Hyperbaric oxygen therapy improves clinical symptoms and functional capacity and modulates thalamic connectivity in ME/CFS: a prospective cohort study
Authors
- Laura Kim
- Guido Cammà
- Claudia Kedor Peters
- Maron Mantwill
- Oliver Müller
- Nadège Leprêtre
- Cornelia Heindrich
- Rebekka Rust
- Moritz Krill
- Tim J. Hartung
- Lukas G. Reeß
- Stephan Krohn
- Christian von Heymann
- Kirsten Wittke
- Carsten Finke
- Carmen Scheibenbogen
Journal
- Journal of Translational Medicine
Citation
- J Transl Med 24 (1): 744
Abstract
BACKGROUND: Hyperbaric oxygen therapy (HBOT) has been proposed as a treatment for myalgic encephalomyelitis/chronic fatigue syndrome (ME/CFS), but evidence remains limited. This study evaluated its clinical effectiveness and feasibility, as well as associated functional brain changes.
METHODS: Thirty patients with ME/CFS (mean age 42.3 ± 11.7 years; 7 males, 23 females) received 40 HBOT sessions.
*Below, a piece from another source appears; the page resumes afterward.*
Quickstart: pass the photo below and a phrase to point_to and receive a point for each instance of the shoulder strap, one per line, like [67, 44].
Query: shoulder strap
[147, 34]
Clinical outcomes were assessed at baseline, during treatment, and four weeks post-treatment. The primary outcome was change in the physical functioning subscale of the Short Form-36 Health Survey (SF-36 PF). Secondary outcomes included severity of core symptoms assessed via questionnaires, exercise capacity, handgrip strength, cognitive performance, orthostatic intolerance, and brain magnetic resonance imaging (MRI; volumetry and functional connectivity [FC]). Thirty age- and sex-matched healthy controls (mean age 42.3 ± 11.3 years; 7 males, 23 females) were included for MRI comparison.
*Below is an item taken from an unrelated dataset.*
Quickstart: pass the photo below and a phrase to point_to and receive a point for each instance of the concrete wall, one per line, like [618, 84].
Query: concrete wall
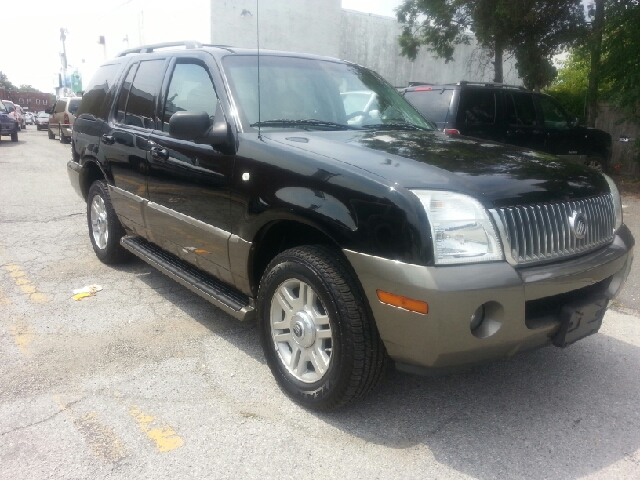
[372, 41]
[310, 26]
[324, 28]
RESULTS: SF-36 PF significantly improved during HBOT compared with baseline (g = 0.71, p = 0.006). SF-36 pain (p = 0.002, g = 0.79) and Chalder Fatigue Scale also showed clinically meaningful reductions (p < 0.001, g = -0.87). Exercise capacity (g = 0.66), muscle strength (g = 0.40), and information processing speed (g = 0.52) improved significantly after treatment (all p < 0.05). Treatment adherence was high and tolerability was favorable, with no major adverse events reported. Functional MRI analyses revealed increased thalamic FC in ME/CFS patients compared to healthy controls in bilateral sensorimotor (p < 0.001, t = 5.65, FDR-corrected) and visuo-occipital regions (p < 0.001, t = 5.40, FDR-corrected) at baseline. Following HBOT, thalamic hyperconnectivity shifted toward patterns observed in healthy controls. Responders, defined as a ≥ 10 points increase in SF-36 PF, showed greater reductions in thalamic hyperconnectivity than non-responders (p < 0.001, t = -4.34 to -5.18, FDR-corrected).
CONCLUSIONS: HBOT was well tolerated and associated with significant improvements in physical functioning, fatigue, pain, and cognitive performance in ME/CFS. The post-treatment shift in thalamocortical connectivity toward healthy control patterns and its association with clinical response support the hypothesis that functional thalamic dysregulation contributes to ME/CFS pathophysiology and may be modulated by HBOT. This provides a network-level rationale for controlled trials to confirm therapeutic efficacy.